Auto-Scaling Examples

Auto-Scaling is a two stage process, and here is the rub.  The AWS Management Console does not do Auto-Scaling so it has to be done through AWS APIs.

  1. Set up the Launch Configuration and assign it to a group of instances you want to control.  If there is no user_data file that argument can be left out.  The block-device-mapping argument can be found in the details for the ami_id.
    • # as-create-launch-config <auto_scaling_launch_config_name> –region <region_name> –image-id <AMI_ID> –instance-type <type> –key <SSH_key_pair_name> –group <VPC_security_group_ID> –monitoring-enabled –user-data-file=<path_and_name_for_user_data_file> –block-device-mapping “<device_name>=<snap_id>:100:true:standard”
    • # as-create-auto-scaling-group <auto_scaling_group_name> –region <region_name> –launch-configuration <auto_scaling_launch_config_name> –vpc-zone-identifier <VPC_Subnet_ID>,<VPC_Subnet_ID> –availability-zones <Availability_Zone>,<Availability_Zone> –load-balancers <load_balancer_name> –min-size <min_number_of_instances_that_must_be_running> –max-size <max_number_of_instances_that_can_be_running> –health-check-type ELB –grace-period <time_seconds_before_first_check> –tag “k=Name, v=<friendly_name>, p=true”
  2. Have CloudWatch initiate Scaling Activities.  One CloudWatch Alert for Scaling Out and one for Scaling In.  Also send notifications when scaling.
  • Scale Out (Alarm Actions output from first command are used by second command argument)
  • # as-put-scaling-policy –name <auto_scaling_policy_name_for_high_CPU> –region <region_name> –auto-scaling-group <auto_scaling_group_name> –adjustment <Number_of_instances_to_change_by> –type ChangeInCapacity –cooldown <time_in_seconds_to_wait_to_check_after_adding_instances>
  • # mon-put-metric-alarm –alarm-name <alarm_name_for_high_CPU> –region <region_name>  –metric-name CPUUtilization –namespace AWS/EC2 –statistic Average –period <number_of_seconds_to_check_each_time_period> –evaluation-periods <number_of_periods_between_checks> –threshold <percent_number> –unit Percent –comparison-operator GreaterThanThreshold –alarm-description <description_use_alarm_name> –dimensions “AutoScalingGroupName=<auto_scaling_group_name>” –alarm-actions <arn_string_from_last_command>
  • Scale In(Alarm Actions output from first command used as second command argument)
  • # as-put-scaling-policy –name <auto_scaling_policy_name_for_low_CPU> –region <region_name> –auto-scaling-group <auto_scaling_group_name> “–adjustment=-<Number_of_instances_to_change_by> ” –type ChangeInCapacity –cooldown <time_in_seconds_to_wait_to_check_after_removing_instances>
  • # mon-put-metric-alarm –alarm-name <alarm_name_for_low_CPU> –region <region_name> –metric-name CPUUtilization –namespace AWS/EC2 –statistic Average –period <number_of_seconds_to_check_each_time_period>  –evaluation-periods <number_of_periods_between_checks>  –threshold <percent_number> –unit Percent –comparison-operator LessThanThreshold –alarm-description <description_use_alarm_name> –dimensions “AutoScalingGroupName=<auto_scaling_group_name>” –alarm-actions <arn_string_from_last_command>

AMI Changes Require Auto-Scaling Updates

The instance configuration could change for any number of reasons:

  • Security Patches
  • New Features added
  • Removal of un-used Old Features

Whenever the AMI specified in the Auto-Scaling definition is changed, the Auto-Scaling Group needs to be updated.  The update requires creating a new Scaling Launch Config with the new AMI ID, updating the Auto-Scaling Group, then deleting the old Scaling Launch Config.  Without this update the Scale out operation will use the old AMI.
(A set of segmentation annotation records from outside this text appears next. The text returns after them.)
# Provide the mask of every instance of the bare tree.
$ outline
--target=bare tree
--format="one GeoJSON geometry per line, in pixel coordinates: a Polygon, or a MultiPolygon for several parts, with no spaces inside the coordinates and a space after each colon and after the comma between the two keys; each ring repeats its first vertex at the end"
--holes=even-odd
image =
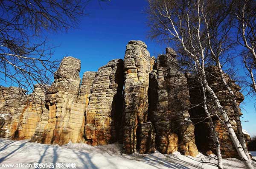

1. Create new Launch Config:

# as-create-launch-config <new_auto_scaling_launch_config_name> –region <region_name> –image-id <AMI_ID> –instance-type <type> –key <SSH_key_pair_name> –group <VPC_security_group_ID> –monitoring-enabled –user-data-file=<path_and_name_for_user_data_file> –block-device-mapping “<device_name>=<snap_id>:100:true:standard”

2. Update Auto Scaling Group:

# as-update-auto-scaling-group  <auto_scaling_group_name> –region <region_name> –launch-configuration <new_auto_scaling_launch_config_name> –vpc-zone-identifier <VPC_Subnet_ID>,<VPC_Subnet_ID> –availability-zones <Availability_Zone>,<Availability_Zone> –min-size <min_number_of_instances_that_must_be_running> –max-size <max_number_of_instances_that_can_be_running> –health-check-type ELB –grace-period <time_seconds_before_first_check>

3. Delete Old Auto-Scaling Group:

as-delete-launch-config <old_auto_scaling_launch_config_name> –region <region_name> –force

Now all Scale Outs should use the updated AMI.

-Charles Keagle, Senior Cloud Engineer

Facebooktwittergoogle_pluslinkedinmailrss

Distributed Functional Testing on AWS

To leverage the full benefits of Amazon Web Services (AWS) and features such as instant elasticity and scalability, every AWS architect eventually considers Elastic Load Balancing and Auto Scaling.   These features enable the ability to instantly scale-in or scale-out an environment based on the flow of internet traffic.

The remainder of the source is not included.